New presidents mean new policy, for the
student loan crisis, that meant re-instating
student loan debt.
Although the fee was only stopped by the Obama administration last year, the New York Times bemoans its resurrection.
The Education Department’s decision to let guaranty agencies gouge struggling people is indefensible — not least because the additional fees bear no relationship at all to the expenses incurred by the companies. In addition to being unfair on its face, the decision to allow these fees will be likely to make the default problem worse.
The ire is mis-directed. Whatever the merits of the collection fee, that is not the problem.
The problem is the bill of goods millenials have been sold on the value of a, well, any, college education.
Given that thinking, it should come as no surprise that more than 1.1 million people in the federal direct student loan program defaulted in 2016 alone — a rate of about 3,000 per day.
It isn’t the collection fee that drives them into default, obviously, as that is not assessed until after the default.
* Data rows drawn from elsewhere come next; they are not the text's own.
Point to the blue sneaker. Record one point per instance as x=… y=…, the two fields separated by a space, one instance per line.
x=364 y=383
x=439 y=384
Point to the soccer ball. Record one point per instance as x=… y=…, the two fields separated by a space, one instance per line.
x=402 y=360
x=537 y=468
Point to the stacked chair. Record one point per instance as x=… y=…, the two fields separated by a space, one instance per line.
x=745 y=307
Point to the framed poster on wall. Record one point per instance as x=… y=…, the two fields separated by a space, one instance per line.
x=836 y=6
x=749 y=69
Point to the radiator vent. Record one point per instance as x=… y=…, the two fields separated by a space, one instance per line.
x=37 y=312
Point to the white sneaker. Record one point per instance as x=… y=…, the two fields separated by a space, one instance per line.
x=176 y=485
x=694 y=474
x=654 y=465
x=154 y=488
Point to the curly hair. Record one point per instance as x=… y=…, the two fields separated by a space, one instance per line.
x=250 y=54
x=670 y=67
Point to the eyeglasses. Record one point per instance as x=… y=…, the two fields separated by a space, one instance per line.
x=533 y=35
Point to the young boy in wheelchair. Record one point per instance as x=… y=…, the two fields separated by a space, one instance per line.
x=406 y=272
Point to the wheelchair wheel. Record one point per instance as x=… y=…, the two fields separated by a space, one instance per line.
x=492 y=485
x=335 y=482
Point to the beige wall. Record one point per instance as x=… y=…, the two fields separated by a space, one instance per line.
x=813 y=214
Student Loan Debt Affects More Than Students
The growing pile of student debt is “obviously one headwind to economic activity” that “probably pushes in that direction of lower equilibrium real rates” because it limits households’ spending power, Dudley said Monday during a press briefing in New York.
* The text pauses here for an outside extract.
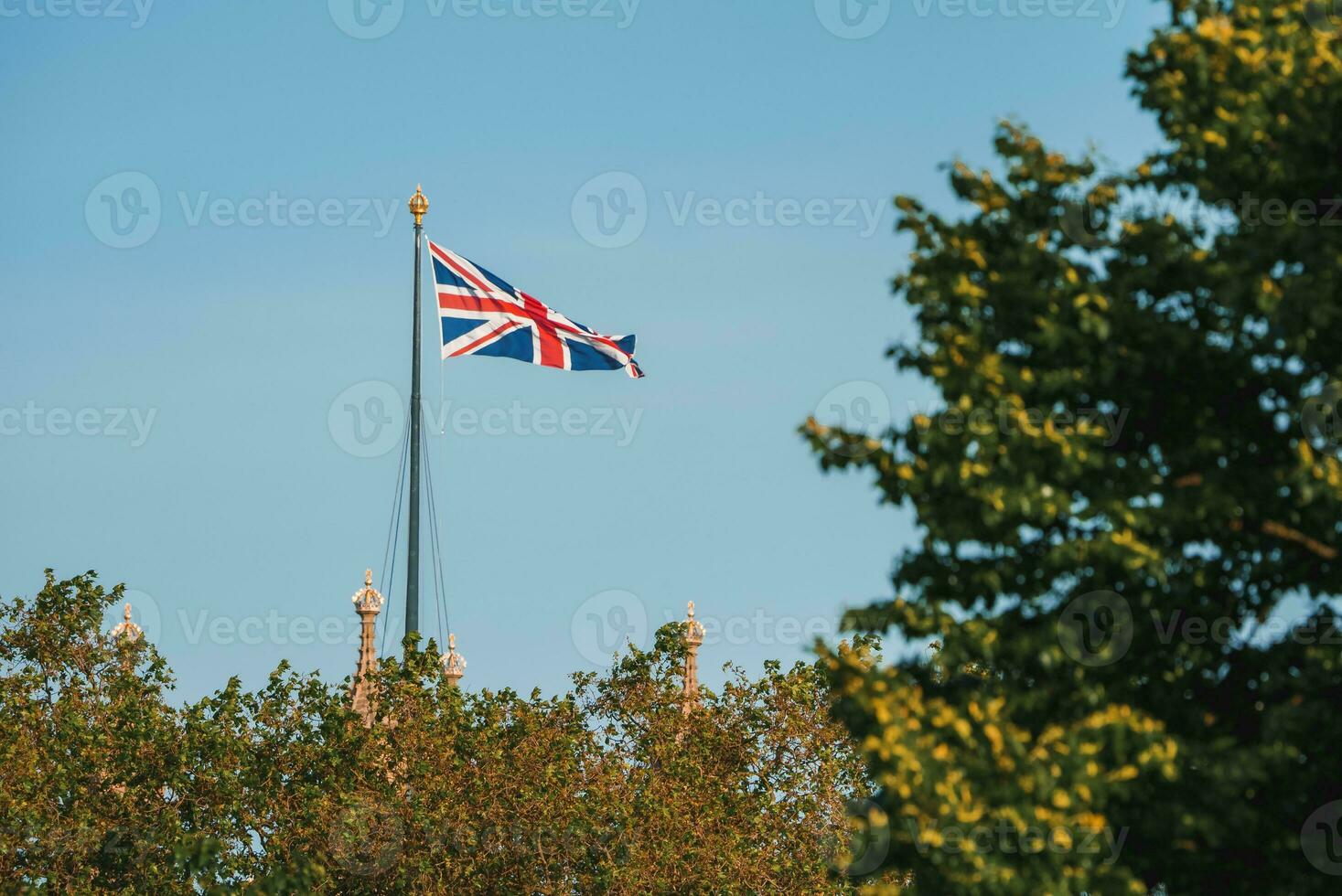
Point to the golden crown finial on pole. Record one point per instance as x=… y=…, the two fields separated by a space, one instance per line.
x=454 y=667
x=419 y=206
x=126 y=628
Sometimes you wonder who’s minding the store.
During the briefing, Dudley and his staff presented data showing significant disparities in home-ownership between those who graduated from college with debt and those who graduated without it.
In 2016, almost half of all 30-year-olds who left college with debt between 2006 and 2011 had missed at least one of their required monthly payments, according to the New York Fed researchers. Nearly a third of them had defaulted, meaning they missed nine straight months of payments.
Do we really need a study to show that people without debt can buy more stuff, including homes, than people without debt?
This idiocy is how we got into the real estate bubble and the student loan crisis.
The government discovers that people who own their own homes are happier than people who do not.
So, it artificially subsidizes mortgages so more people can buy homes, It turns out that the government put a lot of people into mortgages that they could not afford, blowing up the housing market and creating lots of unhappiness.
The government discovers that people with college degrees, on average, make more money than people without college degrees, so it subsidizes college with student loans. The colleges keep the tuition money whether the student loans are repaid or not and regardless of whether the graduates are employable.
Colleges know a good thing, add worthless courses and majors, lower admission standards, and make more money.
Tuition skyrockets, and instead of college graduates making more money, we have 5,000 janitors with masters degrees.
“Free” college, an idiotic option suggested by the Fed governor quoted in the article linked to above, is a misnomer. Somebody pays for it. Why should folks who skipped college to enter the work force be taxed to subsidize those who opted for college instead?
Among other reforms, bankruptcy laws need to be changed to get people back into the system.